Was müsste eine Reform beachten?

Aus meiner Sicht eignen sich sich volatile Einkommensquellen nicht für die Finanzierung von kommunalen Haushalten. Die Ausgabenseite hat neben übertragenen Aufgaben den Kern in der Darseinsvorsorge. Diese ist jedoch nicht gleichlaufend zur wirtschaftlichen Entwicklung, sondern allenfalls antizyklisch. Damit ist die Gewerbesteuer schlecht geeignet. Eine Grundsteuer, die auf Wohnfläche abstellt, lässt außer acht, dass die zusätzlichen qm in "schlechteren" Wohnlagen oder auf Land durch andere Nachteile "erkauft" werden. Eine Grundsteuer, welche sich am hart am Grundstückswert orientiert würde Stadtbevölkerung über die Gebühr belasten.

Interessant fänd ich ein Modell, welches "rollen- oder bedürfnisorientiert" arbeitet und Luft für Experimente lässt.
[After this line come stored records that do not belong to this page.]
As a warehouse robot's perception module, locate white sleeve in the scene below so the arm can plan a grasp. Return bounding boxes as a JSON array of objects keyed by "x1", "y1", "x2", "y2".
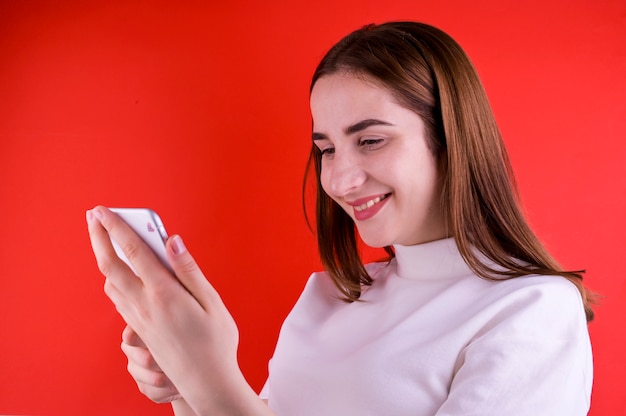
[
  {"x1": 436, "y1": 278, "x2": 593, "y2": 416},
  {"x1": 259, "y1": 380, "x2": 270, "y2": 400}
]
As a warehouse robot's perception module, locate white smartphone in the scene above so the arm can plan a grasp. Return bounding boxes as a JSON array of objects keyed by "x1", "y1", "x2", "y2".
[{"x1": 109, "y1": 208, "x2": 173, "y2": 274}]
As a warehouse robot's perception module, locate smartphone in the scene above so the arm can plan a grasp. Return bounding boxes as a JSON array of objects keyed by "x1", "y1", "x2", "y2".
[{"x1": 109, "y1": 208, "x2": 173, "y2": 274}]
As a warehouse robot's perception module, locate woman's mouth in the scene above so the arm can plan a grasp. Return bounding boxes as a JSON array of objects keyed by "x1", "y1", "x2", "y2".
[{"x1": 352, "y1": 193, "x2": 391, "y2": 221}]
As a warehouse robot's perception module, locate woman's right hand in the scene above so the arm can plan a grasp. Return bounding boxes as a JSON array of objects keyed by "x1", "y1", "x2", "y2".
[{"x1": 122, "y1": 325, "x2": 181, "y2": 403}]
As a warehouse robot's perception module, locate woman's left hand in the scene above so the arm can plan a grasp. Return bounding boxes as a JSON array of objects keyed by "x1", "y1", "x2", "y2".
[{"x1": 87, "y1": 206, "x2": 256, "y2": 414}]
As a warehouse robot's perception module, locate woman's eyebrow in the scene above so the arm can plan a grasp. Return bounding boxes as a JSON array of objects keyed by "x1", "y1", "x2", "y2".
[
  {"x1": 343, "y1": 118, "x2": 393, "y2": 136},
  {"x1": 312, "y1": 118, "x2": 393, "y2": 141}
]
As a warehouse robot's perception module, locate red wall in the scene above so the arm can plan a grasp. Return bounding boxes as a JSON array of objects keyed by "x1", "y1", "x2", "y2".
[{"x1": 0, "y1": 0, "x2": 626, "y2": 416}]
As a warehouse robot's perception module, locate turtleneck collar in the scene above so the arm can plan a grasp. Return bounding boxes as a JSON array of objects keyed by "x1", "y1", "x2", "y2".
[{"x1": 394, "y1": 238, "x2": 473, "y2": 280}]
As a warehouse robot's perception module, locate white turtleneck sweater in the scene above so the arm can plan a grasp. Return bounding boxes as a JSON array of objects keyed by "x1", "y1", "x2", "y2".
[{"x1": 261, "y1": 239, "x2": 593, "y2": 416}]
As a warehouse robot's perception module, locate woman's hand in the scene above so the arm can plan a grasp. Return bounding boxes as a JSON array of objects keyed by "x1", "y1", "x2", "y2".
[
  {"x1": 87, "y1": 207, "x2": 269, "y2": 415},
  {"x1": 122, "y1": 325, "x2": 181, "y2": 403}
]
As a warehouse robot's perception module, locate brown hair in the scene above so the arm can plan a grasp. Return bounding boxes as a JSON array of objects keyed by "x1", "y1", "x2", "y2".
[{"x1": 305, "y1": 22, "x2": 593, "y2": 321}]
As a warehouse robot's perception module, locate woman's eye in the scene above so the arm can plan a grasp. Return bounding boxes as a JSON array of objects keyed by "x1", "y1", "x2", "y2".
[{"x1": 320, "y1": 147, "x2": 335, "y2": 156}]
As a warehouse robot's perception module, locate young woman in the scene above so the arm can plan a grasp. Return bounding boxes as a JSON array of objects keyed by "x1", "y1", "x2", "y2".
[{"x1": 87, "y1": 22, "x2": 593, "y2": 416}]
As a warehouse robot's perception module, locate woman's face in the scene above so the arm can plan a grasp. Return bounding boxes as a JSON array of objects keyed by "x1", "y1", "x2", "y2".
[{"x1": 311, "y1": 74, "x2": 446, "y2": 247}]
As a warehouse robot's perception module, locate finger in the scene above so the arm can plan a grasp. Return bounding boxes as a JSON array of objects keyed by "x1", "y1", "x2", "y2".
[
  {"x1": 121, "y1": 342, "x2": 163, "y2": 372},
  {"x1": 166, "y1": 235, "x2": 221, "y2": 310},
  {"x1": 128, "y1": 361, "x2": 181, "y2": 403},
  {"x1": 92, "y1": 206, "x2": 170, "y2": 290},
  {"x1": 122, "y1": 325, "x2": 148, "y2": 348},
  {"x1": 86, "y1": 210, "x2": 135, "y2": 282}
]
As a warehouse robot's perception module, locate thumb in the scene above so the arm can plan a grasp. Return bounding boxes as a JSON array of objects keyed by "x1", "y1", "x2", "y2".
[{"x1": 166, "y1": 235, "x2": 219, "y2": 311}]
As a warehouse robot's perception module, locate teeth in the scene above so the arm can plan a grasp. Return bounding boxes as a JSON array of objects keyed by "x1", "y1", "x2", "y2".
[{"x1": 354, "y1": 196, "x2": 382, "y2": 211}]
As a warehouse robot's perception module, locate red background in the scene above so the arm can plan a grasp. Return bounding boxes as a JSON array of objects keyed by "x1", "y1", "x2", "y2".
[{"x1": 0, "y1": 0, "x2": 626, "y2": 416}]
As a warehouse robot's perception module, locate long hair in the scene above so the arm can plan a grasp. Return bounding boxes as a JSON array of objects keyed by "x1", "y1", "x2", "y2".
[{"x1": 305, "y1": 22, "x2": 593, "y2": 321}]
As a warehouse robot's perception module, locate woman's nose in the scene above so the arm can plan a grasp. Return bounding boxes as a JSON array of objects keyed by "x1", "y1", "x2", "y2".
[{"x1": 322, "y1": 152, "x2": 367, "y2": 197}]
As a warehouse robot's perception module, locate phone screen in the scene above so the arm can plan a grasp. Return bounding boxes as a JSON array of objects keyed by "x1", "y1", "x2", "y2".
[{"x1": 109, "y1": 208, "x2": 173, "y2": 274}]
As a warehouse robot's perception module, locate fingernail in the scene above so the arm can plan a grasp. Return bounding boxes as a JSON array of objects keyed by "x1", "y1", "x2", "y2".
[{"x1": 172, "y1": 235, "x2": 187, "y2": 255}]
Man könnte sich das vorstellen, wie die Berechnung des Bürgergeld-Regelsatzes, nur dass bei einer größeren Anzahl von Leuten die Unplausibilitäten im Einzelfall keine Rolle spielen. Es gibt also für alle Kinder unter 6 einen bestimmten Betrag, der sich aus Teilbeträgen für Spielplätze, Kinderbetreuung, Familienhilfe etc. zusammensetzt. Wenn eine Gemeinde dabei Aufgaben von überregionaler Bedeutung wahrnimmt (etwa durch einen Vergnügungspark oder eine Kinderkrankenhaus, gibt es dafür einen zusätzlichen Betrag, der sich an den Kindern im Einzugsgebiet orientiert statt nur an den Kindern in der Gemeinde). Das ist sicher nur ein erster Gedanke. Im Kern geht es hier um die Problembeschreibung, nicht um die Lösung. In einem ersten Schritt würde ich mir wünschen, dass das Problem gesehen wird.